Les délais de consultation du CE sont enfin fixés par le décret du 27 décembre 2013

La loi relative à la sécurisation de l'emploi modifie en profondeur les délais de consultation du CE.

Jusqu'à présent le comité n'était tenu de rendre un avis que lorsque ce dernier disposait d'informations précises et écrites, d'un délai d'examen suffisant et de la réponse motivée de l'employeur à ses propres observations.

Dans le cadre de la plupart des consultations, le comité d'entreprise n'était donc tenu à aucun délai impératif.

Dorénavant, à moins que la loi ne fixe un délai de consultation spécifique, le délai imparti au CE pour rendre son avis est fixé par accord entre l'employeur et le comité d'entreprise (à la majorité des titulaires présents) – article L. 2323-3 du Code du travail-.

Ces délais, qui ne peuvent être inférieurs à quinze jours, doivent permettre au comité d'entreprise d'exercer utilement sa compétence, et le cas échéant, au CHSCT d'être consulté.

La plupart des consultations périodiques ou ponctuelles sont concernées par ce délai. Il s'agit notamment de celles concernant :

  • L'organisation et la marche générale de l'entreprise ;
  • Les conditions de travail.

Ainsi, l'absence d'avis exprimé par le comité vaut avis négatif permettant à l'employeur de mettre en œuvre son projet.

A défaut d'accord entre comité et direction, l'application des nouvelles règles nécessitait la parution d'un décret. C'est chose faite avec la publication au journal officiel du 31 décembre 2013 du décret du 27 décembre 2013 (n° 2013-1305).

Ainsi, à compter du 1er janvier 2014, à défaut de délai légal et de délai fixé par accord entre le CE et l'employeur, le CE dispose d'un mois pour rendre son avis (article R. 2323-1-1 du Code du travail).

Ce délai d'un mois est porté à :

  • 2 mois en cas d'intervention d'un expert ;
  • 3 mois en cas de saisine d'un ou plusieurs CHSCT ;
  • 4 mois lorsque l'employeur met en place une instance de coordination des CHSCT.

Le décret précise que « le délai de consultation du comité d'entreprise court à compter de la communication par l'employeur des informations prévues par le code du travail pour la consultation».

On peut d'ores et déjà supposer qu'une telle formulation conduira à des difficultés pratiques d'application.

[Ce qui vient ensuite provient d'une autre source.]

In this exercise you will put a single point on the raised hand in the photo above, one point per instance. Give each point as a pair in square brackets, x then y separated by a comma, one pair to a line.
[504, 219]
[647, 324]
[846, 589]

En effet comment appliquer cette règle lorsque le Code du travail ne précise pas les informations à communiquer au comité mais précise que le comité doit disposer d' « informations précises et écrites » ? Doit-on considérer que le délai ne commence à courir que lorsque le comité considère qu'il dispose d'informations suffisantes ?

Cette solution logique se trouve toutefois difficilement conciliable avec le nouvel article L. 2323-4 selon lequel les membres du CE peuvent, s'ils estiment ne pas disposer d'éléments suffisants, saisir le juge pour qu'il ordonne la communication par l'employeur des éléments manquants ; étant précisé que cette saisine n'a pas pour effet de prolonger le délai dont dispose le comité pour se prononcer.

Espérons qu'une circulaire vienne apporter un éclairage sur les informations suffisamment précises pour faire courir le délai de consultation, mais toutefois insuffisantes pour permettre au comité de se prononcer.

Il convient enfin de noter que la loi de sécurisation des emplois encadre également les délais de consultation en cas de plan de sauvegarde de l'emploi.

Le comité doit toujours être consulté à deux titres : sur le projet de réorganisation et sur le projet de licenciement collectif pour motif économique.

Mais les deux consultations, et donc les deux avis du comité d'entreprise, doivent être rendus dans un délai maximum dont la durée est fixée en fonction du nombre de licenciements envisagés:

  • 2 mois à compter de la première réunion, lorsque le nombre de licenciements est inférieur à 100 ;
  • 3 mois à compter de la première réunion, lorsque le nombre de licenciements est au moins égal à 100 et inférieur à 250 ;
  • 4 mois à compter de la première réunion, lorsque le nombre de licenciements est au moins égal à 250.

En l'absence d'avis du CE dans ces délais, le CE est là encore réputé avoir été consulté.